Before you go all Slashbot on me, realize that my company is very conservative with respect to technology, so Open Source is unfortunately not an option here...
I've heard a lot of debate about Postgresql vs. MySql that doesn't need to be re-hashed for the 1000'th time. On the other hand, I haven't heard much on Oracle vs. Postgresql. I have used Postgresql quite a bit, and think it's wonderful.
What is Postgresql missing that Oracle has? What does Oracle have that Postgres is missing? When do these features matter?
Let the flaming begin...
They may be effective, but Oracles sales organization is annoying as hell. I've downloaded many things from Oracles web site, and unfortunately my account *HAD* my real contact information on it. Invariably within 48 hours of any download I would get a call from an Oracle "Technician" asking in broken English if I needed any assistance with whatever I downloaded. The conversation would quickly turn into a mini-license audit, where the "Technician" was more interested in our existing installs and what our licensing was like than how the downloaded product was working. One the rare occasion that I actually could have used some help, the "technician" wouldn't be able to answer the simplest question. It got so bad that the corporate office sent a memo around saying don't talk to anyone from oracle for any reason, just forward them to someone at the home office whos job it is to deal with them.
It's almost like Oracle is doing everything they possibly can to promote MS Sql. They just went gestapo on us about licensing and decided that every person who walks up to a kiosk running an app with an oracle back end needs to be a named user, that or we need to buy per processor licensing. $80,000 for our dual proc backend box buys a lot developer time to port to a different database.

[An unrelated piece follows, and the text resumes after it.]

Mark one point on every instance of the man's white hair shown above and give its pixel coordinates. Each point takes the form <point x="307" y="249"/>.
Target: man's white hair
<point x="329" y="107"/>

They who would give up an essential liberty for temporary security, deserve neither liberty nor security
Oracle has a couple initiatives going on... RAC and ASM. Here's about how it works (these are BROAD numbers, mind you).
.com crash, your average back-end IT infrastructure had a few main pieces:
6 years ago, before the
Cisco networking gear. Sun servers. EMC disks. Oracle database.
So you paid a few mil for the network. A few mil for the servers. A few mil for the EMC disks. And a mil or two for Oracle at $10K/cpu (list)
NOW, Oracle says "we have 10g RAC, use us to replicate across CPUs. Don't pay $3M + $1M/year for Sun support... buy a rack of Linux servers (or blades) and hardware costs $250K versus $3M... support is nearly free because if a machine fails, just pull it from the rack, throw it in the trash, and swap a new one in there.'
And lo, they promoted "Linux is unbreakable" and charged an extra $10K/cpu for this service. Total end cost to customer is LESS than the old solution, and it's way FASTER.
Then, they have another initiative... use ASM and the low-cost storage initiative... use the database to span multiple disks, and handle all the replication/redundancy. Don't pay EMC $3M + $1M/year for Symmetrix support. Put it on lower cost gear (Clariion, Nexsan ATAboy, or *gasp* Apple Xserve RAID even). Spindle speeds are slower, so you buy 2x as many spindles and get the same IOPS. Hey, you save a couple million and pay more per CPU (say $40K/cpu list) for the whole shootin' match.
So your cost goes from (again, broad numbers)
$2M Cisco + $3M Sun + $3M EMC + $2M Oracle = $10M + maintenance
to:
$2M Cisco + $500K Dell + $500K Dell or Apple + $4M Oracle = $7M + maintenance
You save $3M a year! Of course Oracle gets a bigger cut. But it's "win-win."
Of course, there is the one subtlety here -- you are now using Oracle's RAC and ASM so you can use cheap hardware and storage. This stuff is totally proprietary, so if Oracle comes back come renewal time and doubles your per-CPU cost for the software, it's a helluva lot harder to rip it out than just porting stored-procedure code.